Sunday 29 September 2013

Run Fatboy Run

I'm not quite sure at what point it was that I became fat. When I started primary school all those years ago I was pretty skinny. By the time I left that school at the age of 9, I had chunked up considerably, to the point that when getting changed for PE class, some of the other boys encouraged me to move my arms inwards, compressing my chest and making what they thought looked like a pair of breasts. They found it funny and that early age I learned to laugh at myself.

As I grew older, progressing into secondary school I was always the fat kid. The fact that I was usually the tallest in the class probably meant I got away with quite an easy time of it. I was never really bullied, though there were one or two characters who made my life less easy than it needed to be. Towards the end of school, the 6th formers took over for the day as part of a long running tradition. In the performance we put on, a take off of TFI Friday was staged. You won't have to guess too hard which role I had. Yep, I was the Fat Lookalike, a role I embraced standing in front of 900 or so people declaring I was a fat Mr Warren (sports/japanese teacher). It was always easier to make a joke of my size rather than do anything about it.

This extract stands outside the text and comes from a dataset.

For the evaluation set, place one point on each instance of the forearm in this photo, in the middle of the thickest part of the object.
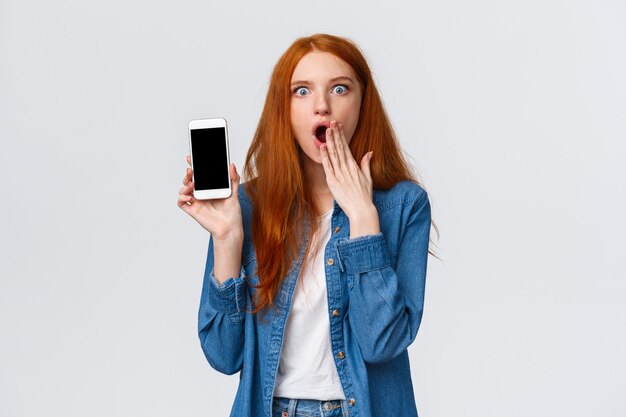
(227, 256)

At university, I became affectionately known as Big G. When I got back into watching Slough Town after I graduated, I adopted the forum name BigFatRebel (Slough are nicknamed The Rebels), which seemed pretty appropriate. It was a persona that has hung around even to this day, with my Twitter account using the name and the blogger account from which these posts are generated from called BFRweightloss. Even thought I've lost the weight, the name has hung around as some sort of security blanket.

And yet despite outwardly being the typical 'jolly' character that is stereotyped about a fat guy, I was never really happy. I hated having to buy new trousers, either because I'd bust a seam or because my mammoth thighs rubbed together creating holes. For years I wouldn't sit on a toilet seat for fear of breaking it. Having to order clothes online because no high street shops stocked my size was pretty horrible. But rather than do something about this, instead I chose to eat and got bigger.

It took someone very special to get me to change my ways. I hate to think of what sort of state I'd be in right now if my gorgeous wife hadn't seen past my size and unlocked my heart. Probably on a Sky Living programme about a big guy who can't leave the house and needs to have MRI's at a vet because I'd be too big for the ones at hospital.

So I lost weight. This year has been a good year for me to date. More than 3 stone lost and heading towards my lightest as an adult. And to provide the exclamation point, in the last few months I've discovered running. Readers of this blog will be sick of me going on about it, but it has become an important part of my success. Today I did something that wouldn't have been possible in the past. I participated in the Moor Park 10k, and while I await the official time, know I crossed the finish line with 56.something minutes on the clock. The cherry on the top comes in the form of my colleagues and I collectively raising more than £900 for charity, which we're hoping will nudge up to four figures.

I've achieved my weightloss goals for this year, and now completed a life goal to run a 10k. Not bad for a fatboy. Time I moved on and got myself a new name.

Runner 1226 - with a medal for finishing the race

Bloke in the middle used to be 24st - well done to my colleagues too!